Art of Rally - wyścigi w formule WRC. Od zawsze wolałem takie ściganie niż F1 czy jakieś inne cuda, a AoR sprawia, że człowiek ma ochotę na więcej.
Gierka jest kapitalna, ale nie pozbawiona wad. Szczególnie jeżdżenie daje dużo satysfakcji. Jeśli już złapiemy rytm i zaczniemy taniec naszego pojazdu na wirażach, a następnie zobaczymy nasz nick na 1 miejscu danego odcinka lub później wyścigu, to ekstaza jest porównywalna do pokonania bossa w trudnym shmupie.
Minusy to niestety mała liczba krajów do ścigania (6). Nie ma prawdziwych nazwisk i marek (indyk), ale najgorsze jest to, że gra potrafi chrupać w najmniej odpowiednich momentach. Pomimo tych wad, przez długie godziny ogrywania, czułem się jak w latach 90 podczas sesji z SWOS - czysta magia i geniusz. Później napięcie trochę spadło, głównie przez te same fragmenty i państwa, ale i tak jest to udany tytuł i jedna z lepszych wyścigówek w jakie grałem, zapewne nie dla każdego.

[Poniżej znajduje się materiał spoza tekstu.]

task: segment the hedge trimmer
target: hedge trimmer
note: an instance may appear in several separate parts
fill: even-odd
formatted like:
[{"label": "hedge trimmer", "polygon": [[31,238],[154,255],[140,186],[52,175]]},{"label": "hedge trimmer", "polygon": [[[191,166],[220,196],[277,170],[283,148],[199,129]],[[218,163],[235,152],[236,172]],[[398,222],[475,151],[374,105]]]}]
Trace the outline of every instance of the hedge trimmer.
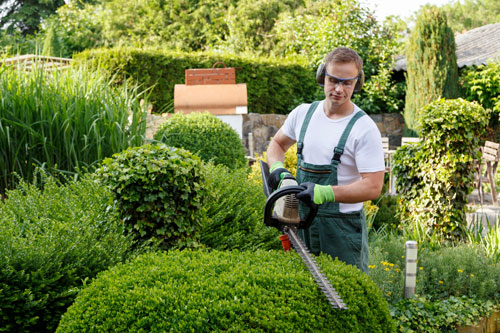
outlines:
[{"label": "hedge trimmer", "polygon": [[264,223],[283,232],[280,237],[283,249],[289,251],[290,243],[292,244],[331,306],[335,309],[347,309],[335,288],[332,287],[330,281],[321,272],[307,246],[297,235],[298,229],[309,228],[318,212],[318,206],[312,204],[309,207],[307,216],[302,220],[299,215],[299,203],[295,194],[301,192],[303,188],[298,186],[295,179],[283,179],[280,188],[271,193],[267,184],[269,167],[262,160],[260,161],[260,169],[262,172],[262,187],[267,197],[264,209]]}]

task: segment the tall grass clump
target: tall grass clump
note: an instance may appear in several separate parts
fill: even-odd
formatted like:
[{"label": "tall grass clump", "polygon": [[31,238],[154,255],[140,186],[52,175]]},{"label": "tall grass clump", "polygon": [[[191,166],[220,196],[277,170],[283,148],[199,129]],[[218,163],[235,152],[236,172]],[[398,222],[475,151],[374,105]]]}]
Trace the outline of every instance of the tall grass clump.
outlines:
[{"label": "tall grass clump", "polygon": [[73,173],[142,144],[145,117],[137,88],[114,88],[85,68],[0,70],[0,192],[36,166]]}]

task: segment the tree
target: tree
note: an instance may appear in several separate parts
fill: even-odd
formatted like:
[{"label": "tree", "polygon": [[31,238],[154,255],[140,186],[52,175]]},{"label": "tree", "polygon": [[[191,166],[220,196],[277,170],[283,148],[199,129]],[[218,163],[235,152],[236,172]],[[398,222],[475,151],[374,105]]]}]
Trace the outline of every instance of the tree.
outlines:
[{"label": "tree", "polygon": [[500,22],[498,0],[457,0],[441,8],[449,26],[459,33]]},{"label": "tree", "polygon": [[407,50],[405,135],[418,133],[422,108],[441,97],[459,95],[455,37],[444,13],[423,9],[417,17]]},{"label": "tree", "polygon": [[11,33],[19,31],[23,35],[32,35],[42,20],[56,12],[64,5],[64,0],[12,0],[0,8],[4,15],[0,18],[0,27]]}]

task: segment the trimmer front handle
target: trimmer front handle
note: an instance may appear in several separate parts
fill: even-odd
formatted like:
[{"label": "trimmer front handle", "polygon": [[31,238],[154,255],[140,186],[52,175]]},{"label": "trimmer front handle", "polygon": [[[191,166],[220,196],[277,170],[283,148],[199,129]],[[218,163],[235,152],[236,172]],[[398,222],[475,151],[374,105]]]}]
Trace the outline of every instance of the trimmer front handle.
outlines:
[{"label": "trimmer front handle", "polygon": [[281,197],[289,194],[297,194],[304,190],[301,186],[285,186],[280,188],[279,190],[274,191],[269,195],[266,201],[266,206],[264,208],[264,223],[267,226],[275,227],[279,230],[282,230],[283,227],[295,227],[297,229],[307,229],[313,222],[316,217],[316,213],[318,212],[318,205],[312,204],[309,206],[309,212],[304,220],[300,220],[299,223],[286,223],[280,221],[274,214],[273,208],[274,203]]}]

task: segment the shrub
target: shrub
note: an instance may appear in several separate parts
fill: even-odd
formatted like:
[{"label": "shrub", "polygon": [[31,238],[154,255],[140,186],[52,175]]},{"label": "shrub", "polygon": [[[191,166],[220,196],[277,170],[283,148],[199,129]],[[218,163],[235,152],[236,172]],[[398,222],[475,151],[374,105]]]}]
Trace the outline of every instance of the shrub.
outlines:
[{"label": "shrub", "polygon": [[393,330],[368,276],[325,255],[318,262],[349,310],[331,308],[295,252],[170,251],[100,274],[57,331]]},{"label": "shrub", "polygon": [[476,325],[496,308],[491,301],[483,302],[466,296],[451,296],[445,300],[416,297],[391,305],[391,313],[398,322],[400,332],[438,333],[456,332],[459,326]]},{"label": "shrub", "polygon": [[201,161],[165,145],[128,148],[103,161],[96,174],[108,185],[128,232],[164,248],[196,244],[203,214]]},{"label": "shrub", "polygon": [[311,102],[311,96],[320,91],[314,80],[315,69],[300,59],[137,48],[87,50],[74,58],[91,68],[102,68],[118,84],[129,80],[150,88],[155,112],[171,103],[174,86],[184,83],[186,69],[211,68],[218,61],[239,68],[236,82],[247,85],[249,112],[287,114],[297,104]]},{"label": "shrub", "polygon": [[0,201],[0,331],[51,332],[88,279],[129,255],[112,195],[89,176]]},{"label": "shrub", "polygon": [[14,172],[28,182],[35,166],[74,173],[141,144],[145,118],[137,91],[109,83],[84,68],[49,73],[3,66],[0,192],[15,188]]},{"label": "shrub", "polygon": [[438,100],[423,110],[423,140],[396,151],[393,172],[400,193],[398,213],[412,239],[458,239],[473,189],[474,160],[488,112],[463,99]]},{"label": "shrub", "polygon": [[264,224],[266,197],[262,186],[247,179],[243,169],[206,164],[206,215],[201,242],[217,249],[280,249],[279,232]]},{"label": "shrub", "polygon": [[247,164],[245,147],[238,133],[210,113],[175,114],[161,125],[154,139],[189,150],[203,161],[232,169]]},{"label": "shrub", "polygon": [[455,37],[446,15],[436,7],[421,11],[407,51],[404,118],[408,135],[418,130],[422,108],[441,97],[457,98]]}]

Drugi tytuł, który bardzo mnie wkręcił to Artful Escape. Gramy jako młody grajek, który jest krewnym słynnego muzyka. Nasz bohater ma wystąpić z repertuarem wujka, ale jest wewnętrznie rozdarty czy, aby na pewno chce grać taki rodzaj muzyki. Później następują dziwne wydarzenia z graniem koncertów w dość niezwykłych miejscach. Finał trochę zawodzi, ale poza tym gra się nieźle. Sekcje muzyczne polegają na wciskaniu przycisków na padzie, w kolejności, która była wyświetlana chwilę wcześniej. Nie można przegrać, bo jak się pomylimy, to konsola ponownie odpala sekwencję, którą należy powtórzyć. I tak do sukcesu.
Na ten rok chyba skończyłem indycze przygody, ale dopiero maj, więc kto wie co się jeszcze wydarzy. Jednak po przejściu 9 indyków w miesiąc, powybieram teraz raczej większe gry, z j/rpg na czele.